Ce n'est pas tout. Les chiffres sont là. C'est au collège que l'on harcèle le plus, même si l'école primaire, malheureusement, en esquisse les prémices. Pourquoi ne pas, comme l'a justement suggéré madame la rectrice lors d'échanges constructifs avec les élèves et enseignants de l'établissement, « établir des ponts entre l'école élémentaire et le lycée ? » Une idée aisément partagée par madame la professeure principale qui, par des actions précédentes, a pu noter « combien les petits aimaient venir chez les très grands ». Une action est mise en place dans ce sens : « Nous allons sensibiliser toutes les classes de l'école primaire de Pont de Beauvoisin avec la collaboration de l'équipe enseignante et de la directrice. Nous avons demandé aux élèves de travailler en amont les prérequis du harcèlement, ils vont réaliser des dessins sur lesquels nous allons nous appuyer pour construire ensemble une définition du harcèlement et sensibiliser toutes les classes, avec notamment un travail sous forme de jeu. »

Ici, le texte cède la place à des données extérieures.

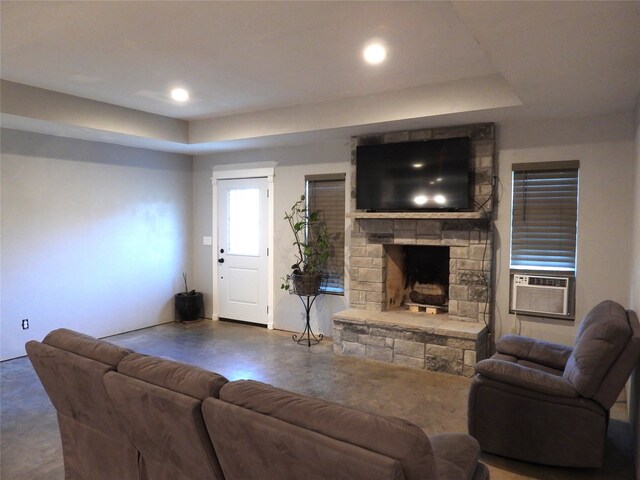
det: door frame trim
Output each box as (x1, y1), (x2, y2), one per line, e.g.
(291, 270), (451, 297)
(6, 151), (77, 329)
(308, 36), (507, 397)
(211, 167), (274, 329)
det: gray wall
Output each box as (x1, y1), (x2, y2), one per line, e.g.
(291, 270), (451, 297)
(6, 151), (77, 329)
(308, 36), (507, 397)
(1, 129), (193, 360)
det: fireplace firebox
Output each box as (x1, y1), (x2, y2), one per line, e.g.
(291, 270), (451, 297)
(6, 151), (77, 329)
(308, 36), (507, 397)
(386, 245), (450, 311)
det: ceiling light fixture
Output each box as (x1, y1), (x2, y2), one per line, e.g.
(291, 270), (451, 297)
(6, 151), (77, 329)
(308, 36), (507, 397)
(171, 87), (190, 102)
(363, 42), (387, 65)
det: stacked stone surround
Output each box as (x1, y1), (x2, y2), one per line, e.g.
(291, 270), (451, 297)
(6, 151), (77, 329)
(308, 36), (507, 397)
(350, 217), (492, 320)
(332, 123), (495, 377)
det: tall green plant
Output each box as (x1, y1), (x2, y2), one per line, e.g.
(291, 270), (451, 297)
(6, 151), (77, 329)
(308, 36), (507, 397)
(281, 195), (329, 289)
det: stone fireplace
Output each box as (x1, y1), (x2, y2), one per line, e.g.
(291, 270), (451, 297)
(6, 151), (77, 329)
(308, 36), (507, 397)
(332, 124), (495, 377)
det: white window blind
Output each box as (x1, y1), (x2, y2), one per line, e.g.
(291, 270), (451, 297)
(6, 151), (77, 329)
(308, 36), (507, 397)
(510, 161), (579, 271)
(306, 174), (346, 294)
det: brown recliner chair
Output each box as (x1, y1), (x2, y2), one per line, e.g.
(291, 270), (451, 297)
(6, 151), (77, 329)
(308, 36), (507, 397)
(25, 329), (139, 480)
(468, 300), (640, 467)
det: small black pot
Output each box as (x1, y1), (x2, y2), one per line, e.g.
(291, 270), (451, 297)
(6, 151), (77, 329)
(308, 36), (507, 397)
(174, 292), (204, 322)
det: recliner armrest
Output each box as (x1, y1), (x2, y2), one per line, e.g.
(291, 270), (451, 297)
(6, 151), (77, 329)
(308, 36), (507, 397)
(496, 334), (572, 370)
(475, 359), (578, 398)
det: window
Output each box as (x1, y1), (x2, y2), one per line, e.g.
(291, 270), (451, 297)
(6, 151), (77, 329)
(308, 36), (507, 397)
(510, 161), (579, 272)
(306, 174), (346, 294)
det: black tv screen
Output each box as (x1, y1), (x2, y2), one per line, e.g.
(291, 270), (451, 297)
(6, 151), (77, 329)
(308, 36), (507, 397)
(356, 137), (471, 211)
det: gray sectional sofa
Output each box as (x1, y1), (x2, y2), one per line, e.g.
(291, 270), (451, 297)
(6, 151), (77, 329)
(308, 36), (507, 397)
(27, 328), (489, 480)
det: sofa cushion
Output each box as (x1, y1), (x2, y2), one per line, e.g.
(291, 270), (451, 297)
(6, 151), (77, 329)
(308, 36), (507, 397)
(475, 359), (577, 398)
(218, 380), (436, 480)
(563, 300), (631, 397)
(490, 352), (564, 376)
(26, 341), (125, 435)
(496, 334), (572, 370)
(591, 309), (640, 409)
(203, 398), (405, 480)
(43, 328), (132, 365)
(117, 352), (228, 399)
(104, 354), (228, 480)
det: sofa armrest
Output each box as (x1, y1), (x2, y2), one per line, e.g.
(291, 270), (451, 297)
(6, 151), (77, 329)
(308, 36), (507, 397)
(475, 359), (578, 398)
(430, 433), (482, 480)
(496, 334), (572, 370)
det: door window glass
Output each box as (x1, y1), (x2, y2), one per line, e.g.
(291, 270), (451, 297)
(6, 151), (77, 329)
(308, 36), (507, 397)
(228, 187), (260, 256)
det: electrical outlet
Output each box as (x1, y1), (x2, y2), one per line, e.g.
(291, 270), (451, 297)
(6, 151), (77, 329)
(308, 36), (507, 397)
(21, 319), (29, 330)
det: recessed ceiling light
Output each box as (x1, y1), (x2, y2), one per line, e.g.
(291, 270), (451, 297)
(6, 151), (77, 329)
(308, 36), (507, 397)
(363, 42), (387, 65)
(171, 87), (190, 102)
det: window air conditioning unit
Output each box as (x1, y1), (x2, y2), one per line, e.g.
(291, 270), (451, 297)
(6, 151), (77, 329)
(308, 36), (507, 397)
(510, 274), (574, 319)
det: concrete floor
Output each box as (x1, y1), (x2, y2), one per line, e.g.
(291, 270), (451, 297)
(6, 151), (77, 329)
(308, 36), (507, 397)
(1, 319), (635, 480)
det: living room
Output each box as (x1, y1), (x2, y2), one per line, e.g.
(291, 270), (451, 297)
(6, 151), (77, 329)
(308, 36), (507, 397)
(1, 2), (640, 479)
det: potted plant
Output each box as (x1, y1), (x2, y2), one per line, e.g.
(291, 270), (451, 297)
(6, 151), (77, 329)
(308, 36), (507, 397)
(281, 195), (329, 296)
(174, 273), (204, 322)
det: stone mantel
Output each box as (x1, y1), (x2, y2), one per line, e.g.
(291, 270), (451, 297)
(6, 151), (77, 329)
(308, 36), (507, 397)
(347, 211), (491, 220)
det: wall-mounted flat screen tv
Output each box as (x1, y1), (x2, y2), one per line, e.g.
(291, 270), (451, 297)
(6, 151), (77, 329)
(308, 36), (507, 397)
(356, 137), (471, 211)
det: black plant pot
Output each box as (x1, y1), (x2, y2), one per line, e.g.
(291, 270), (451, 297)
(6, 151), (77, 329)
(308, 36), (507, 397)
(174, 292), (204, 322)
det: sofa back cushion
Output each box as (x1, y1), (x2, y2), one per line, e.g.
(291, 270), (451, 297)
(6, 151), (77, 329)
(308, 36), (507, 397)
(592, 309), (640, 408)
(43, 328), (132, 365)
(117, 351), (227, 399)
(26, 329), (132, 436)
(203, 397), (405, 480)
(214, 380), (436, 480)
(25, 329), (138, 480)
(563, 300), (632, 400)
(103, 353), (228, 480)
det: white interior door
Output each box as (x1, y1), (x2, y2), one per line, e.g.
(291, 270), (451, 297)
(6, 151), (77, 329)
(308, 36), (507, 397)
(217, 178), (268, 325)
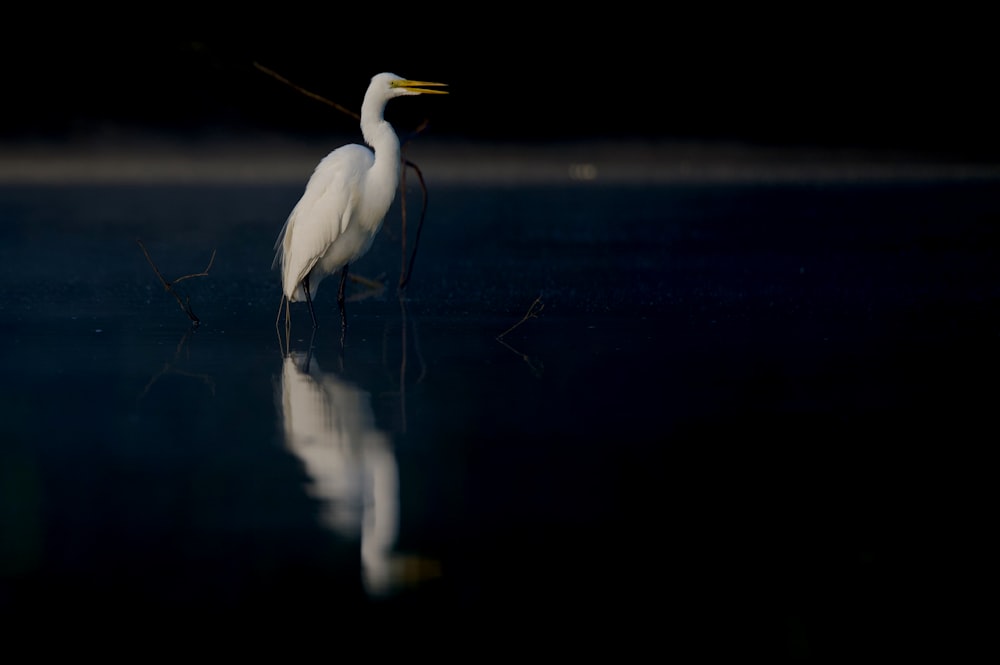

« Les réceptions des ambassadeurs sont toujours réussies » !
Clin d’œil aux plus anciens amateurs de chocolats, façon de dire que les ambassadeurs « non au harcèlement » du lycée Pravaz sont énormément investis, Des élèves acteurs de premier plan de cette lutte contre le harcèlement dont la mission ô combien déterminante est de sensibiliser leurs pairs.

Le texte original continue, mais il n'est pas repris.